At some point the mobile industry hit a Twilight Zone crossroads, where suddenly smartphones and tablets were grotesquely merged into enormous plastic slabs. And it seemed like the worst idea ever, like manufacturers were running out of ideas. But it wound up being like the second coming—and it’s essentially become the standard many other devices follow today. Go big, or go home; it’s exactly what people want.
Many people scratched their heads when this device was announced, unsure whether it was designed for pockets or duffle bags. Surely, the average consumer couldn’t possibly grip the thing—maybe a 7-foot-tall basketball player could, or a yeti. But it inexplicably sold. A lot. And it became more popular than it had any right to be. It was a surprise hit when it first launched. Historians still can’t explain it.
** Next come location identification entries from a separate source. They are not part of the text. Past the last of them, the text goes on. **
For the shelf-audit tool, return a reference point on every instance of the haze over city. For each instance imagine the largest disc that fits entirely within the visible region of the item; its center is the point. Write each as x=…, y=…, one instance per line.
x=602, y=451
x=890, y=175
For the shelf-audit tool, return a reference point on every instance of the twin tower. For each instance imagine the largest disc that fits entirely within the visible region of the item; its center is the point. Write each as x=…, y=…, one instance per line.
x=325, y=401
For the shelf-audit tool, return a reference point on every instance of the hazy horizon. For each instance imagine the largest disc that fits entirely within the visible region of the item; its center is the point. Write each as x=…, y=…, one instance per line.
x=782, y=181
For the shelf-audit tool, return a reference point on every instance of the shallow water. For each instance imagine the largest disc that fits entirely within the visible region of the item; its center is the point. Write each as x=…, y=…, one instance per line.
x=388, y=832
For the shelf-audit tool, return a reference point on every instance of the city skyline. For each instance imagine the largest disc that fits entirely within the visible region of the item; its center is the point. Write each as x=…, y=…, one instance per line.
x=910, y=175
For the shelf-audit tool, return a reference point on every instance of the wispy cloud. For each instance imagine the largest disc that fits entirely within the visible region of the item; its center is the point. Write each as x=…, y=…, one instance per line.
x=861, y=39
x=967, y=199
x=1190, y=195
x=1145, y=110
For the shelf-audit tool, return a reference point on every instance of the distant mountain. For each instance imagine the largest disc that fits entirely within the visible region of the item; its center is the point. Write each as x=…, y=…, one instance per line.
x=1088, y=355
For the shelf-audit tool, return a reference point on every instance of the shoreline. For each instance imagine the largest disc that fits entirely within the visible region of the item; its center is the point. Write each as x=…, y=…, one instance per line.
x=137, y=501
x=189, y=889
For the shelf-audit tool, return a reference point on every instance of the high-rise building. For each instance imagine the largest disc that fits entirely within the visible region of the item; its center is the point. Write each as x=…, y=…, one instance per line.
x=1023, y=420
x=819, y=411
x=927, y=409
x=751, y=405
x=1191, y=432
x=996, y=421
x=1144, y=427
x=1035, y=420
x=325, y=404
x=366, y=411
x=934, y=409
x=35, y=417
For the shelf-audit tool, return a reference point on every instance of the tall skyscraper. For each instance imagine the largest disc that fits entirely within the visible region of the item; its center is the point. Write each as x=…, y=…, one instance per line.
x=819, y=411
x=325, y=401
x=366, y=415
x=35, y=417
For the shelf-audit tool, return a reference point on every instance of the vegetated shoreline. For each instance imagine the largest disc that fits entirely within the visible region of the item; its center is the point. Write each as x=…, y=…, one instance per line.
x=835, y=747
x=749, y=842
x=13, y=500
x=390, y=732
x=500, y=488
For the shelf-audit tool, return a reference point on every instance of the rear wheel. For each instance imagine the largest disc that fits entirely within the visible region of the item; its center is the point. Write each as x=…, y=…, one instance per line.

Here we are a few years later and devices of this size—or bigger—no longer surprise us. The company that made this mysterious handset has essentially blanketed the entire metric system by now, and if it hasn’t hit a specific size, you can bet a device covering it is on the way. That’s not to say devices that are larger are inherently bad, because they’re not—they’re obviously for a very specific type of user, someone who wants two separate segments in one.
All that is fine. The company who made this device took a big risk and was rewarded handsomely when this device launched. Its first attempt wasn’t actually considered among the best handsets at the time, but it stood out and had potential; the second iteration wound up being what it should have been all along, but bigger. Just wait until the third iteration hits later this year.
Last week’s Guess the Phone was the wonderful but flawed T-Mobile Sidekick 4G.